Detainees reported waiting “weeks and months” to see a doctor, and inspectors met with a dentist who dismissed the necessity of fillings, and suggested that detainees use string from their socks to floss, the report said.

Inspectors also said they found that detainees were commonly subjected to disciplinary segregation before being found guilty of violating rules.

The report is the latest from government inspectors to document significant deficiencies at Adelanto since it opened in 2011.

It comes one year after immigrant advocates raised alarms about conditions at the facility following the deaths of three detainees in a three-month period in 2017.

The Times reported in August 2017 that there had been at least five attempted suicides at the facility in less than one year, according to a review of 911 calls.

Lori Haley, a spokeswoman for Immigration and Customs Enforcement, said in a statement that immigration officials take the findings seriously and have “agreed to conduct a full and immediate review of the center to ensure compliance with detention standards and expedite necessary corrective actions.”

Tens of thousands of ICE detainees have passed through the Adelanto facility since it opened seven years ago. It is owned and operated by the GEO Group, which runs dozens of private prisons and detention centers around the country.

Among those held in the facility are asylum seekers, people caught in immigration sweeps and those identified by authorities as potentially deportable after landing in jail.

Some detainees arrive at the facility soon after crossing the border; others after having lived in the U.S. for decades. They can stay in detention for months, and in some cases years, as their cases are decided.

Pablo Paez, a spokesman for GEO Group, referred questions about the inspector general’s report to ICE.

According to the report, in the months after Osmar Epifanio Gonzalez-Gadba, 32, of Nicaragua was found hanging from bedsheets in his cell and later died, ICE compliance reports documented at least three suicide attempts by hanging at Adelanto, two of which specifically used bedsheets.

Still, when inspectors visited the facility, they found braided sheets that both staff and detainees referred to as nooses hanging from the vents in 15 of the approximately 20 male detainee cells that they visited in four housing units.

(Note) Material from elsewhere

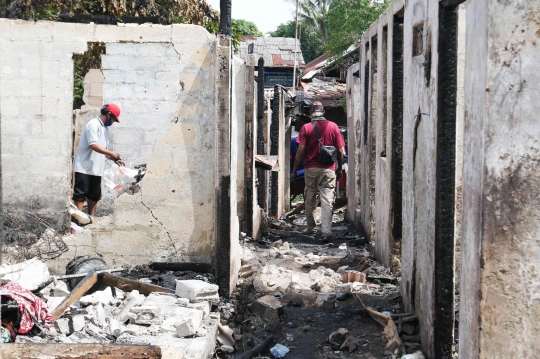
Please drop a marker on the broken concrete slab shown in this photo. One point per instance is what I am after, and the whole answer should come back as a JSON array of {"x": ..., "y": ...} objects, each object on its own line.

The guard who escorted the inspectors began removing the nooses but stopped after realizing how many there were, the report says. Some detainees said they use the unfurled sheets for privacy, while others said they used them as clotheslines.

One detainee, however, told inspectors that he had seen “a few attempted suicides using the braided sheets by the vents.”

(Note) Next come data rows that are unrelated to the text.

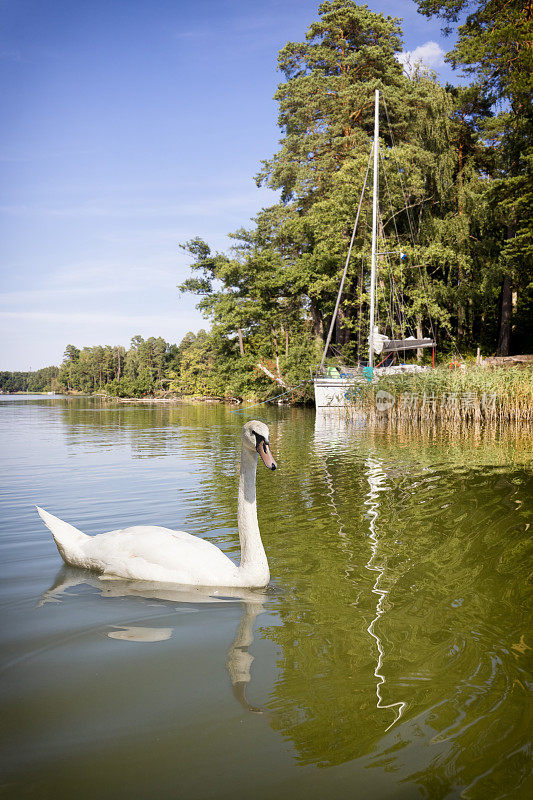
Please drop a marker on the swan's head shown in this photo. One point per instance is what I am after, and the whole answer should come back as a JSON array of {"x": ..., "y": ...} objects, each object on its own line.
[{"x": 256, "y": 437}]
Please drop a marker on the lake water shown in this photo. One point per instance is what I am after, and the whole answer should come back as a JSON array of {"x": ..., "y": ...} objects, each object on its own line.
[{"x": 387, "y": 659}]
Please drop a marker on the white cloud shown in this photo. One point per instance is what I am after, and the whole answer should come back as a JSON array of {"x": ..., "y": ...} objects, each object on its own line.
[{"x": 430, "y": 54}]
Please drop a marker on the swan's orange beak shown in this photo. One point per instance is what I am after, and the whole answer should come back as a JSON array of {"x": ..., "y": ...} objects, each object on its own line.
[{"x": 264, "y": 451}]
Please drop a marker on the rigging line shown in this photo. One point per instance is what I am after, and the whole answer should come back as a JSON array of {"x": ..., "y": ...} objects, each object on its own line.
[
  {"x": 400, "y": 315},
  {"x": 409, "y": 217},
  {"x": 333, "y": 319},
  {"x": 399, "y": 173}
]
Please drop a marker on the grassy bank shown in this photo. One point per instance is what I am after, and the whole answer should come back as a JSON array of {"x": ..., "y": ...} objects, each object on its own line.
[{"x": 500, "y": 394}]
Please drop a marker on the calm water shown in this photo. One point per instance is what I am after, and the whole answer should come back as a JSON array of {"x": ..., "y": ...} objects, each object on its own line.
[{"x": 388, "y": 658}]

“The guards laugh at them and call them ‘suicide failures’ once they are back from medical,” the detainee told officials.

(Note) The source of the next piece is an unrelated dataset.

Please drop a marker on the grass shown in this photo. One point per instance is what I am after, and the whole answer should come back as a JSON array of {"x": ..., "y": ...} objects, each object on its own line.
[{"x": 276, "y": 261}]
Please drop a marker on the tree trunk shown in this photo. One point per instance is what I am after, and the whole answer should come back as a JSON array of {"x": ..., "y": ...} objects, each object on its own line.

Inspectors also found during their visit that all 14 detainees who were in disciplinary segregation at the time were put there before being found guilty of a prohibited act or rule violation.

And though ICE standards require face-to-face medical assessments of all detainees in segregation at least once a day, inspectors observed two doctors in the unit stamping their name on detainee records outside their cells “without having any contact with 10 of the 14 detainees in disciplinary segregation.”

The report also notes that some detainees reported waiting “weeks and months” to see a doctor and said that appointments were canceled without explanation, with detainees placed back on the waiting list.

From November 2017 to April 2018, detainees filed 80 medical grievances with the facility for not receiving urgent care, not being seen for months for persistent health conditions and not receiving prescribed medication, according to the report.

Inspectors also highlighted serious problems with dental care at the facility, saying detainees are placed on wait lists for months and, sometimes, years to receive basic care, “resulting in tooth loss and unnecessary extractions in some cases.”

No detainees have received fillings in the last four years, according to the report. One detainee reported multiple teeth falling out while waiting more than two years for cavities to be filled.